Markdownify converts URLs, PDFs, and other documents into clean Markdown that your AI assistant can actually read. Paste a URL, get structured text back. No copy-pasting, no manual cleanup. Handles web pages, PDFs, Word docs, and more. The conversion strips navigation, ads, and boilerplate so your assistant gets the content without the noise. Setup is straightforward, just the config entry. No API keys required. Worth installing for anyone who feeds documents to AI assistants regularly. Saves real time versus manual copy-paste workflows. The catch: conversion quality varies with source formatting. Complex layouts, heavy JavaScript pages, and scanned PDFs can produce messy output.
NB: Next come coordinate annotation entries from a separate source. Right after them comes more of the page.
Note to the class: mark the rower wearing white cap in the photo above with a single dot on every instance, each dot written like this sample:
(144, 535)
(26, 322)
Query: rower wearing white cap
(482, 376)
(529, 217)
This MCP server connects your AI assistant to arXiv, the open research paper repository. Search for papers, pull abstracts, download full PDFs, and have your assistant summarize findings without leaving your editor. Community-maintained and built on arXiv's free API. Setup is minimal, just add the config. No API keys needed since arXiv's API is open. The search covers all arXiv categories, and you can filter by date, author, or subject. Install this if you read research papers as part of your work. Having your assistant pull and summarize papers on demand is a real workflow improvement. The catch: arXiv's API has rate limits, and full-text extraction from PDFs is not always clean.
Bright Data's MCP server gives your AI assistant access to their web scraping infrastructure: structured data extraction, SERP results, and page rendering through residential proxies. Your assistant asks for data, Bright Data handles the anti-bot circumvention. Official, maintained by Bright Data. Setup requires an API key and credits on your Bright Data account. The MCP itself is free, but every request burns credits. Pricing is usage-based and adds up fast on high-volume scraping. Install this if you already pay for Bright Data and want AI-driven scraping. Do not install it to "try web scraping" because the credit costs will surprise you. The catch: this is a gateway to a paid API. The MCP is free, the data is not.